A 1930's era Ford Tri-Motor taxis at the Experimental Aircraft Industry Email List Association AirVenture 2013. 1930's era Ford Tri-Motor. News from Getty Images As a lifelong pacifist, Ford refused to produce arms for either of the world wars, but he did make Industry Email List engines suitable for aircraft, jeeps, and ambulances. Made by the Ford Airplane Company, the Ford Tri-Motor, or "Tin Goose," was the mainstay of the earliest airplane passenger service Industry Email List between the late 1920s and early 1930s. Even though only 199 were ever built, Ford's all-metal construction, 15-passenger capacity planes suited the needs of almost all of the early airlines until newer, larger, and faster planes from Boeing and Douglas became available.
Other Projects Although best known for the Industry Email List Model T, Ford was a restless man and had a substantial number of side projects. One of his most successful was a farm tractor, called the Fordson, which he began developing in 1906. It was built Industry Email List on a Model B engine with a large water tank in place of a standard radiator. By 1916, he had built working Industry Email List prototypes, and when World War I started, he produced them internationally. The Fordson continued to be made in the U.S. until 1928; his factories in Cork, Ireland, and Dagenham, England, made Fordsons throughout World War II. Right-side view of a man sitting near an orchard on a Fordson tractor. Fordson farm tractor.

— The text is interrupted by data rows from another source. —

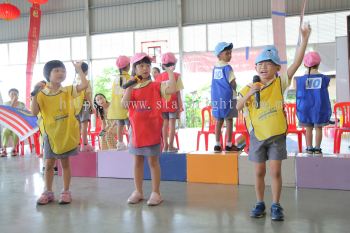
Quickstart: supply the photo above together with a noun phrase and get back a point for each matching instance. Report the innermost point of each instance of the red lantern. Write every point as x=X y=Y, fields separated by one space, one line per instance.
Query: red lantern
x=40 y=2
x=9 y=11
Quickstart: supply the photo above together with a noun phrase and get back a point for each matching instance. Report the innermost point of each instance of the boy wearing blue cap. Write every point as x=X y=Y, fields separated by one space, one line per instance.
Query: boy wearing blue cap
x=267 y=124
x=223 y=95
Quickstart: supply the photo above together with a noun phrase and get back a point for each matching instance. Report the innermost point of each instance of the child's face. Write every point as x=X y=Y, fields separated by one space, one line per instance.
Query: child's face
x=143 y=70
x=155 y=72
x=225 y=55
x=13 y=95
x=100 y=100
x=58 y=75
x=266 y=70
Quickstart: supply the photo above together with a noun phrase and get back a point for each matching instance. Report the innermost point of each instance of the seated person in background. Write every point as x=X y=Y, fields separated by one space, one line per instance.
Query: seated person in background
x=7 y=134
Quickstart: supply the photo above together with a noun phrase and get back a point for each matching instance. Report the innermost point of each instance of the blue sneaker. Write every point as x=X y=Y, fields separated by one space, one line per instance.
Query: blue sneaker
x=277 y=212
x=258 y=211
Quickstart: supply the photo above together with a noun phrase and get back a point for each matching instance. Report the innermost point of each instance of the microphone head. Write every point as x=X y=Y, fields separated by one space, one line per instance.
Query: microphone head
x=256 y=79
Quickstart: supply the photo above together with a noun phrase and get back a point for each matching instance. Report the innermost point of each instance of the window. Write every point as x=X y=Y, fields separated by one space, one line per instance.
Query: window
x=262 y=32
x=194 y=38
x=168 y=36
x=56 y=49
x=78 y=48
x=238 y=33
x=112 y=45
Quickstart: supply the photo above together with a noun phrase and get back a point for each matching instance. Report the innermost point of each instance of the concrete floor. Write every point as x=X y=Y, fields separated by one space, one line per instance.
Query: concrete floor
x=99 y=205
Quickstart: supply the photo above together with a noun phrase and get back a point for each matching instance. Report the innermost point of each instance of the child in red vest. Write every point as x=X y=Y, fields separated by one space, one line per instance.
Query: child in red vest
x=172 y=107
x=144 y=101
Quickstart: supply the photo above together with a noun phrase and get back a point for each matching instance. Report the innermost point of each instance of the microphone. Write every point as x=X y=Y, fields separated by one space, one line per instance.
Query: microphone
x=256 y=79
x=132 y=82
x=37 y=89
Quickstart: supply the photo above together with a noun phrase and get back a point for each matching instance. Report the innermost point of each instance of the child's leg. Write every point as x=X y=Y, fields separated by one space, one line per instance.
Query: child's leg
x=260 y=171
x=153 y=162
x=218 y=127
x=49 y=173
x=120 y=129
x=83 y=131
x=66 y=173
x=318 y=137
x=138 y=173
x=172 y=122
x=229 y=128
x=103 y=141
x=308 y=136
x=165 y=132
x=276 y=181
x=110 y=138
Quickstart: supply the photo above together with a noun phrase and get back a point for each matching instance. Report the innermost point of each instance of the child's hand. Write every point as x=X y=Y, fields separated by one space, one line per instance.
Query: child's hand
x=169 y=69
x=254 y=88
x=305 y=30
x=77 y=66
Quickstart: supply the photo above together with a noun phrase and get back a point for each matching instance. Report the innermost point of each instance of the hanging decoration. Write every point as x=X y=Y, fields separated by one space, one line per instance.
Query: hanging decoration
x=9 y=11
x=33 y=43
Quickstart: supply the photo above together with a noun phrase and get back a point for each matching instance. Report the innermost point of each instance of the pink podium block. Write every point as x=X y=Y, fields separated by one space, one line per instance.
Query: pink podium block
x=83 y=164
x=115 y=164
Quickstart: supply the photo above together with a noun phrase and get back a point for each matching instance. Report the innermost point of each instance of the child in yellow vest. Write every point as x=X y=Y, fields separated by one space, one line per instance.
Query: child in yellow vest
x=84 y=110
x=61 y=128
x=267 y=124
x=116 y=111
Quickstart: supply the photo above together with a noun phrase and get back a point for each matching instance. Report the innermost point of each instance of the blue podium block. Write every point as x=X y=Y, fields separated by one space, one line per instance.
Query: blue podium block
x=173 y=167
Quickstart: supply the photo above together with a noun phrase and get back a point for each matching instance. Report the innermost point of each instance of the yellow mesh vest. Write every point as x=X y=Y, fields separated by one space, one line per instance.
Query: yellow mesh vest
x=269 y=120
x=59 y=122
x=116 y=111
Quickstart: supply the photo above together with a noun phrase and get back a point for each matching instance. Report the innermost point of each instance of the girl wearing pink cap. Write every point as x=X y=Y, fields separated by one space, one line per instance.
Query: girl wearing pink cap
x=144 y=101
x=172 y=107
x=116 y=111
x=312 y=100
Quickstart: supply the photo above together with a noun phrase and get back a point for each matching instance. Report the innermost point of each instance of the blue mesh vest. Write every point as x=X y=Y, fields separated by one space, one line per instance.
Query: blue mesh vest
x=313 y=105
x=221 y=92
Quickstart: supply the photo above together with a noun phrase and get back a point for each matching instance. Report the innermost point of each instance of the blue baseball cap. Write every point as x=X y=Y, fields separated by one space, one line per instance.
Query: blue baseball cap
x=269 y=53
x=221 y=47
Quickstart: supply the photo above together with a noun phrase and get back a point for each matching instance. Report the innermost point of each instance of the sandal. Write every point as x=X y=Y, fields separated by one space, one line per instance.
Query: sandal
x=14 y=153
x=3 y=153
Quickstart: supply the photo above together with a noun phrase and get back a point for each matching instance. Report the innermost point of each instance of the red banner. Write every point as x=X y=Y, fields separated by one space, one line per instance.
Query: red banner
x=33 y=43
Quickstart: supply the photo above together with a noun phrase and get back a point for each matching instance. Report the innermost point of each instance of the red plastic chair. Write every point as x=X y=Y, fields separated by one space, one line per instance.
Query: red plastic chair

Archive Photos/Getty Images During World War I, he Industry Email List designed the "Eagle," a submarine chaser powered by a steam turbine. It carried an advanced submarine detection device. Sixty were put into service by 1919, but the costs of development Industry Email List were much higher than original estimates—for one thing, Ford had to excavate canals near his plants to test and transport the new ships. Ford also built hydroelectric plants, eventually Industry Email List constructing 30 of them, including two for the U.S. government: one on the Hudson River near Troy, New York, and one on the Mississippi River at Minneapolis/St.